A few states have additional regulations around biosimilar substitution — your pharmacist should know the rules in your state.
Clinical Evidence Comparison
Lantus has been available since 2000 and has an enormous body of randomized controlled trial data — including landmark trials like ORIGIN (which enrolled over 12,000 participants and followed them for more than 6 years). This long track record is meaningful: it tells us a lot about outcomes in diverse patient populations, including cardiovascular risk, cancer, and long-term safety.
Basaglar's approval was based on biosimilarity studies showing pharmacokinetic and pharmacodynamic equivalence to Lantus, plus clinical trials establishing equivalent glycemic control and safety. It doesn't have 25 years of post-marketing surveillance data yet — but this is true of every biosimilar relative to its reference product.
For typical patients managing type 1 or type 2 diabetes, this difference in evidence depth isn't clinically meaningful. Both insulins work the same way. The concern about long-term differences is more relevant for oncology biologics than for insulin.
Can You Switch Between Them?
Yes, and many patients do so successfully without any dose change. The FDA's interchangeability designation explicitly supports this. Most endocrinologists and diabetes educators will tell you: if your insurance switches you and your glucose control is stable, stay the course. Check your fasting glucose for a week or two after the switch to confirm your numbers haven't shifted.
If your fasting glucose increases after switching, it's more likely due to lifestyle changes, illness, or other medications than the insulin itself — but it's worth flagging with your provider.
Our [Lantus dosing calculator](/lantus-dosing) applies equally to both products. Enter your current dose of either insulin glargine product and it will apply the same treat-to-target titration algorithm. For a review of how fasting glucose targets drive titration decisions, see our guide on [fasting blood glucose targets on basal insulin](/blog/fasting-glucose-targets).
What About Toujeo and Other Long-Acting Insulins?

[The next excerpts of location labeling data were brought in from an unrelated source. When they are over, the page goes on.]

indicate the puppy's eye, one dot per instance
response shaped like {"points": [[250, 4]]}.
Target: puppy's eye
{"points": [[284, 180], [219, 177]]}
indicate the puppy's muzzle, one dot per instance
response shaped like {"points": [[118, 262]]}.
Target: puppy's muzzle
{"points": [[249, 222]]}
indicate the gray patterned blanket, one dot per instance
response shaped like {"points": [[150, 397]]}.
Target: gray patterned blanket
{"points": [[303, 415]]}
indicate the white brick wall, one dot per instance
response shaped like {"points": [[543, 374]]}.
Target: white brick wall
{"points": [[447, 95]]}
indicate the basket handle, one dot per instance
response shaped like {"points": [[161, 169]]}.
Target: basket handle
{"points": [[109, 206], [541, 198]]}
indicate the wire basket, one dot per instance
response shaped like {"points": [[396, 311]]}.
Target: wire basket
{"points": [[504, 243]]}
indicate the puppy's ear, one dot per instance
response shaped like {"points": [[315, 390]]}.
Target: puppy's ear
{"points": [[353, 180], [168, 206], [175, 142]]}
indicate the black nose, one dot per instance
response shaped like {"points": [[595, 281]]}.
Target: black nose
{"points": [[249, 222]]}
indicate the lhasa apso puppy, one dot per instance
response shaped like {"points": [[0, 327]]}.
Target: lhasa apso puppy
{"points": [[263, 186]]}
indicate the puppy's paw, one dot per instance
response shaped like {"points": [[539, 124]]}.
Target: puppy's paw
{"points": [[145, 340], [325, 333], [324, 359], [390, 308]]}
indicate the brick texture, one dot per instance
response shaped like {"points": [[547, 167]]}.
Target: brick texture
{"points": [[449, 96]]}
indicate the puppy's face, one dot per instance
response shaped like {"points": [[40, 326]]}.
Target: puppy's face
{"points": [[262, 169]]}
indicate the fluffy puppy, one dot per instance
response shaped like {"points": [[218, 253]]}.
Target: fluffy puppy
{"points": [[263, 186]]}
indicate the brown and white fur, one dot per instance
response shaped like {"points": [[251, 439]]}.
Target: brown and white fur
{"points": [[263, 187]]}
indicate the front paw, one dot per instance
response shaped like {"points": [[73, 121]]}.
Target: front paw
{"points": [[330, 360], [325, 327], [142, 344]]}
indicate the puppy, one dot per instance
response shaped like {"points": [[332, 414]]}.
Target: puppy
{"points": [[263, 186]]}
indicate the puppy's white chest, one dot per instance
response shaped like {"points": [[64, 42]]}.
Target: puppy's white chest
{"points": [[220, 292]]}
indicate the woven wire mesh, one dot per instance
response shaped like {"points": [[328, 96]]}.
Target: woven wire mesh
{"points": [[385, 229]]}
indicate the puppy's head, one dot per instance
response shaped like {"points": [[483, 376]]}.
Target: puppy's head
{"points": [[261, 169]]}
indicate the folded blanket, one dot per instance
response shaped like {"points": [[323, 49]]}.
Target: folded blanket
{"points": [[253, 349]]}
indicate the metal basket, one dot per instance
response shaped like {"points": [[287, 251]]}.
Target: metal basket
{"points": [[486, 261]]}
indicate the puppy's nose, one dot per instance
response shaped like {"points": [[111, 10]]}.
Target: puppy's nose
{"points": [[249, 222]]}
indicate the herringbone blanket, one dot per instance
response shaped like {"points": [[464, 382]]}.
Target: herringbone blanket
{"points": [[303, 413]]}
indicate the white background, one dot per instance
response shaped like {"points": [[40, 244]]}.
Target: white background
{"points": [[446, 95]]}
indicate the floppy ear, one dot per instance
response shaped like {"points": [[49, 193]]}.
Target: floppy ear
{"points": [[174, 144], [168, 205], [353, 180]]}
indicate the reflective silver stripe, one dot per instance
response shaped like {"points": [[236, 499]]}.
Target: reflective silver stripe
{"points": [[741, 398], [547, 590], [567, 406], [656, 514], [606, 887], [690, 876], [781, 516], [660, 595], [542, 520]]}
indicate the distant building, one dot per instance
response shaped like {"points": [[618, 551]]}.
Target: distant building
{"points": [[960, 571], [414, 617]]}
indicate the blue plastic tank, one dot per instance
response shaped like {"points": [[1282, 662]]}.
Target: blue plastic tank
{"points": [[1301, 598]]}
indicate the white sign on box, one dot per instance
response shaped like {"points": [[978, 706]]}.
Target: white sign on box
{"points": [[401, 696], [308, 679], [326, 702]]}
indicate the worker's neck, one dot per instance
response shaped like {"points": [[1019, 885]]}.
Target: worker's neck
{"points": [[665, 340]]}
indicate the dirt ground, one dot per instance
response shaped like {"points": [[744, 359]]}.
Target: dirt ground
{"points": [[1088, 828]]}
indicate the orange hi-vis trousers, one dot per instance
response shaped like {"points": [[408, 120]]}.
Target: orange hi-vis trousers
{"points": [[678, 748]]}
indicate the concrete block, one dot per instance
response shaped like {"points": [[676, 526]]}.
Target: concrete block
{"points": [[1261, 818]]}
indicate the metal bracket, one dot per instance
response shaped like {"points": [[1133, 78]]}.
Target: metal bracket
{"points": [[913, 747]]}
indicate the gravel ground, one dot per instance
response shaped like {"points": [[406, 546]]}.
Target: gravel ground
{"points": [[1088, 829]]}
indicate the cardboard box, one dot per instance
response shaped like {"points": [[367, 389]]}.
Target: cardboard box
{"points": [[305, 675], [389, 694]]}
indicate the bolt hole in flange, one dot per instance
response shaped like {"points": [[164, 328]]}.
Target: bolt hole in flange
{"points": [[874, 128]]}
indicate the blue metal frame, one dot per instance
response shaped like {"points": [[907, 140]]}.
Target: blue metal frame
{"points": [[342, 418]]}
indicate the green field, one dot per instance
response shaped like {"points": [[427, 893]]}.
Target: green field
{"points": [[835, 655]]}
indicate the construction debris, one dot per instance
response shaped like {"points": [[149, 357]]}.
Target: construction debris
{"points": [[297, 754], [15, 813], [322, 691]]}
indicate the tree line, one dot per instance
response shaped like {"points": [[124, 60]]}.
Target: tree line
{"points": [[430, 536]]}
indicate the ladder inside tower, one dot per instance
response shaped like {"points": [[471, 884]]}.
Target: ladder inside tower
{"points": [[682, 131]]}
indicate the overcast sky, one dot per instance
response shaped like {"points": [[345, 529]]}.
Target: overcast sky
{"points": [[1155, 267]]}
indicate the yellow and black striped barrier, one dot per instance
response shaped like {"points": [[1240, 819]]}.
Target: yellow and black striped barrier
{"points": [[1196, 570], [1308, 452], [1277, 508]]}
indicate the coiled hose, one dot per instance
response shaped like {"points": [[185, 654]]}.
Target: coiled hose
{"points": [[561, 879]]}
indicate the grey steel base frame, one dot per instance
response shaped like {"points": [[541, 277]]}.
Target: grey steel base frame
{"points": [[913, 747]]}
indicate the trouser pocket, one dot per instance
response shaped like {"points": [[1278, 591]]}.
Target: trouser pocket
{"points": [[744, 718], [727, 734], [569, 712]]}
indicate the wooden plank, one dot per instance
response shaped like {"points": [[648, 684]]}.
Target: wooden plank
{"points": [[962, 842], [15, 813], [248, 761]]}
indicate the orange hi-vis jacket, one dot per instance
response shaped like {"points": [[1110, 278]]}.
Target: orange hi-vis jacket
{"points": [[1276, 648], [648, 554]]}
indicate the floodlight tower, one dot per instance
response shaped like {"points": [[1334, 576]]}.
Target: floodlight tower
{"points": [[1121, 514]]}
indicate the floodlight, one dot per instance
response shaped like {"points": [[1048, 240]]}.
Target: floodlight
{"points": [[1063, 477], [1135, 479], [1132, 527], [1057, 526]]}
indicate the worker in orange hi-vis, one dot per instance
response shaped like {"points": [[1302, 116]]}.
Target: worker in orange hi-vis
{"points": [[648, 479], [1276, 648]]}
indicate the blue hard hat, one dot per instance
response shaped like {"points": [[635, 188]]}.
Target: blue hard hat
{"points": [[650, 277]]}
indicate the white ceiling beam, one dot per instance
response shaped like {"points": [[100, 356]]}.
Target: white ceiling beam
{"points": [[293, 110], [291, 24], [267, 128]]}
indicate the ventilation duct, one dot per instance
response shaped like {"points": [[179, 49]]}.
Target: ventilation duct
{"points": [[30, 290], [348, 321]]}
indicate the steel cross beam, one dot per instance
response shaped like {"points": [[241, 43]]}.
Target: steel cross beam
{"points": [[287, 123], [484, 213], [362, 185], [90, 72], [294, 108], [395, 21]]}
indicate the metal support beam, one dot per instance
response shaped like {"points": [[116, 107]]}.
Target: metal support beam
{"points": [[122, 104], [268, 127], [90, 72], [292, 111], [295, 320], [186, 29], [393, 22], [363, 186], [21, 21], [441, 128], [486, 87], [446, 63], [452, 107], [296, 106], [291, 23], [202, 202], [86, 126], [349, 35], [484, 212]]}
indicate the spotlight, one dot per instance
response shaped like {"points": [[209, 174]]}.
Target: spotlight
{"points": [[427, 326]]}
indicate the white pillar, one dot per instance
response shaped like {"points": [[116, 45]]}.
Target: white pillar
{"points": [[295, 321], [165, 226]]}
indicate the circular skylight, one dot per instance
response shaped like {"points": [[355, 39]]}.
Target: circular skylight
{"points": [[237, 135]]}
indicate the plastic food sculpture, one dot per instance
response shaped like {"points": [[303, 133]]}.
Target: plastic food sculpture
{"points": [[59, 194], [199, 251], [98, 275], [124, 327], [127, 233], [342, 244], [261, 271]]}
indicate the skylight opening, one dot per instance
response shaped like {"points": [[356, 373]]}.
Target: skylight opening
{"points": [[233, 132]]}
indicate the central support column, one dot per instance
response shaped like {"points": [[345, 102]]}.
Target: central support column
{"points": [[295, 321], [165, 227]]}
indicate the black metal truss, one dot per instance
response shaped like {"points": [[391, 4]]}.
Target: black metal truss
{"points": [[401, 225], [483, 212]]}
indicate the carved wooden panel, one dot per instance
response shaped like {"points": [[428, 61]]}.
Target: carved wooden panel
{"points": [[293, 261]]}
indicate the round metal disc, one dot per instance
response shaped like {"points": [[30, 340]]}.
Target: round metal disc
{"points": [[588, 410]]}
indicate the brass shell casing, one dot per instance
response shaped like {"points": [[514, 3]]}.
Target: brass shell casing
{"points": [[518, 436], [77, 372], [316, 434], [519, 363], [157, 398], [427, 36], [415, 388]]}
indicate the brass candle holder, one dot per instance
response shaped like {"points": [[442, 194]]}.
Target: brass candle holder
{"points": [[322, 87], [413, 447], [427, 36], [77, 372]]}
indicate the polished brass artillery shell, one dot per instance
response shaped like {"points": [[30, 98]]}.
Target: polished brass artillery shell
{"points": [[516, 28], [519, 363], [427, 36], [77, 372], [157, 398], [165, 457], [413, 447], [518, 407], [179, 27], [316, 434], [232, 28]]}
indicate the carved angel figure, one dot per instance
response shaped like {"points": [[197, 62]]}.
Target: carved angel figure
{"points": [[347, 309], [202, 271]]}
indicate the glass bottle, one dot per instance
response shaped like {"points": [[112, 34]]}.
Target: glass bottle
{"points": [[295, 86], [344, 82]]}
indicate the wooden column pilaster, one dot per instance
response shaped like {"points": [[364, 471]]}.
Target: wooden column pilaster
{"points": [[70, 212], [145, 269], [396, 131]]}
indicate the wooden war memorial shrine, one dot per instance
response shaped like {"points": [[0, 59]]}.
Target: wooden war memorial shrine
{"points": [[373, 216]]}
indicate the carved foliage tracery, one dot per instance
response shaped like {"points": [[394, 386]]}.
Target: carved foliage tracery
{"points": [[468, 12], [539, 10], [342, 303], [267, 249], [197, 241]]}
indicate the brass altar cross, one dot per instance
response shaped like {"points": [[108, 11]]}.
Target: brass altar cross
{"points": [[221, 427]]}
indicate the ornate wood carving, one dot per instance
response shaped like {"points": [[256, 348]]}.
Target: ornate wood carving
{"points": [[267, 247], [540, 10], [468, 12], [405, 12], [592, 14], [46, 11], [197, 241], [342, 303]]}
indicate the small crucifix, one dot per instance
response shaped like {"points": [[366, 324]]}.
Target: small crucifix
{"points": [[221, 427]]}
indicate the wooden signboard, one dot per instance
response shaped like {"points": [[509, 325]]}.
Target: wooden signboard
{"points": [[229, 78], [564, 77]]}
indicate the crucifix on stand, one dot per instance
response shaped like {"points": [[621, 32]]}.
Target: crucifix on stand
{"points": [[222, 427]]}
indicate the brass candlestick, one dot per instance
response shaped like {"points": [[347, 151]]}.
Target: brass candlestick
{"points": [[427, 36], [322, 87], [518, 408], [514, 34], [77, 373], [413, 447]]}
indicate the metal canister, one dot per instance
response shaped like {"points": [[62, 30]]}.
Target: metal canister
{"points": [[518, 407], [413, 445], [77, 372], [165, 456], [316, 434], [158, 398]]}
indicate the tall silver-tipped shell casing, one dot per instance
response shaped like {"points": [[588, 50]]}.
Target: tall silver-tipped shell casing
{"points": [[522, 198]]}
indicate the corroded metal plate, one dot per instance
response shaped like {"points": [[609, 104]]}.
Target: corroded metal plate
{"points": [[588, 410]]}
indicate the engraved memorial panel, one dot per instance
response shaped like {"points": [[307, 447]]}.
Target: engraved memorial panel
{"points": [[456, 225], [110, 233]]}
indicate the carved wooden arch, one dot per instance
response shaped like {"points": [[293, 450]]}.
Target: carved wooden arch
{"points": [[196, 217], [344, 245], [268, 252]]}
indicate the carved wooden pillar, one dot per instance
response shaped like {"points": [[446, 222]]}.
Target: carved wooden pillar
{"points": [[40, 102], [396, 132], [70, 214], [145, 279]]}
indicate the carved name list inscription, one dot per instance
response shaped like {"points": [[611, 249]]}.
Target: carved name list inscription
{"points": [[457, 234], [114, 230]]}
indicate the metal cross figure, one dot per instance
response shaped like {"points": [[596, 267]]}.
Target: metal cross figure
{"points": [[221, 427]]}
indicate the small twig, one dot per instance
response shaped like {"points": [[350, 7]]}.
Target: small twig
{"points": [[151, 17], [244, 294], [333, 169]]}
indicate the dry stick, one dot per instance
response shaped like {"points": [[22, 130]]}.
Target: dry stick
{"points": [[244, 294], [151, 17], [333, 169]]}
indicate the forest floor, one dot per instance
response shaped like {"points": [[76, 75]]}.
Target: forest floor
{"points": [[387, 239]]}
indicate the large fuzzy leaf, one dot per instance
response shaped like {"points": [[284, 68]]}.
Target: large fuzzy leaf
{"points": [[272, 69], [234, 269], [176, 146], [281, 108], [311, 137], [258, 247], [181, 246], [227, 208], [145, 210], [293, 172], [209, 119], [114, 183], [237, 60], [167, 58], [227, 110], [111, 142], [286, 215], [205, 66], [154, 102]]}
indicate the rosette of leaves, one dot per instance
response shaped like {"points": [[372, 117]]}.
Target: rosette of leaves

Toujeo (insulin glargine U-300) is also made by Sanofi but is not the same as Lantus. It's a higher-concentration version (300 units/mL vs. 100 units/mL) that has a somewhat longer and flatter profile than Lantus. It's not interchangeable with Lantus on a unit-for-unit basis. Transitioning from Lantus U-100 to Toujeo U-300 typically requires a dose adjustment — usually 80% of the Lantus dose to start.
Tresiba (insulin degludec) is a different molecule entirely and is not interchangeable with insulin glargine. It has an even longer duration of action (>42 hours) and different dosing flexibility.
The Bottom Line
Lantus and Basaglar are therapeutically equivalent for the vast majority of patients. The dose is the same, the injection technique is the same, the side effect profile is the same. The main reason to choose one over the other comes down to cost and what your insurance covers. If you're switched from one to the other and notice any change in your glucose control, contact your diabetes care team — but don't assume the insulin is at fault without checking other variables first.